HomePHP Page 4 - Plugging RDF Content Into Your Web Site With PHP
Fresh Meat - PHP
A Web site which dynamically updates itself with the latestnews and information? Nope, it's not as far-fetched as it sounds. Asthis article demonstrates, all you need is a little imagination, acouple of free RDF files and some PHP glue.
Since RSS is, technically, well-formed XML, it can be processed using standard XML programming techniques. There are two primary techniques here: SAX (the Simple API for XML) and DOM (the Document Object Model).
A SAX parser works by traversing an XML document and calling specific functions as it encounters different types of tags.

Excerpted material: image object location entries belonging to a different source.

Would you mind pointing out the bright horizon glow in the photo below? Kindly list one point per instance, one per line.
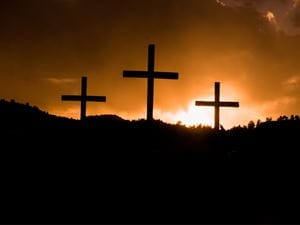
(191, 116)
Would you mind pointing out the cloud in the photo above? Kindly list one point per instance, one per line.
(59, 81)
(283, 14)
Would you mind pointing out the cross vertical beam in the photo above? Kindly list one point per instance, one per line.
(150, 74)
(83, 98)
(83, 95)
(150, 82)
(217, 104)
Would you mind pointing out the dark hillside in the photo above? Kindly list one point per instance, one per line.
(109, 170)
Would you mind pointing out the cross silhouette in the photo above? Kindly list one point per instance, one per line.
(217, 104)
(83, 98)
(150, 74)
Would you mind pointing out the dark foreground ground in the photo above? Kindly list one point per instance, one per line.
(108, 170)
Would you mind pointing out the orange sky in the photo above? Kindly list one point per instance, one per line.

So, for example, I might call a specific function to process a starting tag, another function to process an ending tag, and a third function to process the data between them. The parser's responsibility is simply to sequentially traverse the document; the functions it calls are responsible for processing the tags found. Once the tag is processed, the parser moves on to the next element in the document, and the process repeats itself.
A DOM parser, on the other hand, works by reading the entire XML document into memory, converting it into a hierarchical tree structure, and then providing an API to access different tree nodes (and the content attached to each). Recursive processing, together with API functions that allow developers to distinguish between different types of nodes (element, attribute, character data, comment et al), make it possible to perform different actions depending on both node type and node depth within the tree.
SAX and DOM parsers are available for almost every language, including your favourite and mine, PHP. I'll be using PHP's SAX parser to process the RDF examples in this article; however, it's just as easy to perform equivalent functions using the DOM parser.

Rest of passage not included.